Mini-Keratoplastik: Indikationen und Ergebnisse

Als einen anatomischen Erfolg (= keine weitere chirurgische Intervention notwendig) klassifizierten Klinikdirektor Gerd Geerling und Mitarbeiter 23 der 37 Augen (62%), darunter alle 7 Augen mit aktiver herpetischer Keratitis. Die Ein-Jahres-Überlebensrate der Transplantate lag bei 78,4%. Die durchschnittliche bestkorrigierte Sehschärfe (CDVA) der betroffenen Augen betrug präoperativ in dem Kollektiv 1,42 logMAR, nach einem halben Jahr 1,5 logMAR und nach einem Jahr 1,3 logMAR. Als einen vollen funktionellen Erfolg (= CDVA von dezimal 0,4 bzw. 0,4 logMAR) konnten nach einem Jahr 28% der behandelten Augen gelten, als einen bedingten funktionellen Erfolg (= CDVA von dezimal 0,05 bzw. 1,3 logMAR) bewerteten die Autoren 36% der Verläufe, während bei ebenfalls 36% die erreichte Sehschärfe als Fehlschlag galt. 14 der 37 Augen (38%) entwickelten postoperative Komplikationen, mehr als die Hälfte dieser Patienten litten an einem Diabetes mellitus Typ 2. Bei einem Patienten musste eine Eviszeration vorgenommen werden; das phthitische und mehrfach nach Retinopathia praematurorum voroperierte Auge entwickelte nach einer Re-Keratoplastik (mit normal großem Transplantat) ein erneutes Ulkus und eine Endophthalmitis.

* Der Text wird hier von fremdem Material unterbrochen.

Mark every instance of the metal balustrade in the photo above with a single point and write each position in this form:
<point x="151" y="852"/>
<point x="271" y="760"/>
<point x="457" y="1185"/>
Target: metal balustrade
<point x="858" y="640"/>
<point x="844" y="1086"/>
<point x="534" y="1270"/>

Die Düsseldorfer Autoren werten die funktionellen Ergebnisse als insgesamt moderat und ohne signifikante Visusanstiege nach einem halben und nach einem Jahr, weisen allerdings darauf hin, dass „die notfallmäßige Mini-Keratoplastik eine akute therapeutische Intervention zur Wiederherstellung der Integrität des Auges, der Ausräumung von Infektion und Inflammation sowie der Vermeidung künftiger Komplikationen ist, während die elektive perforierende Keratoplastik meist aus optischen Gründen erfolgt."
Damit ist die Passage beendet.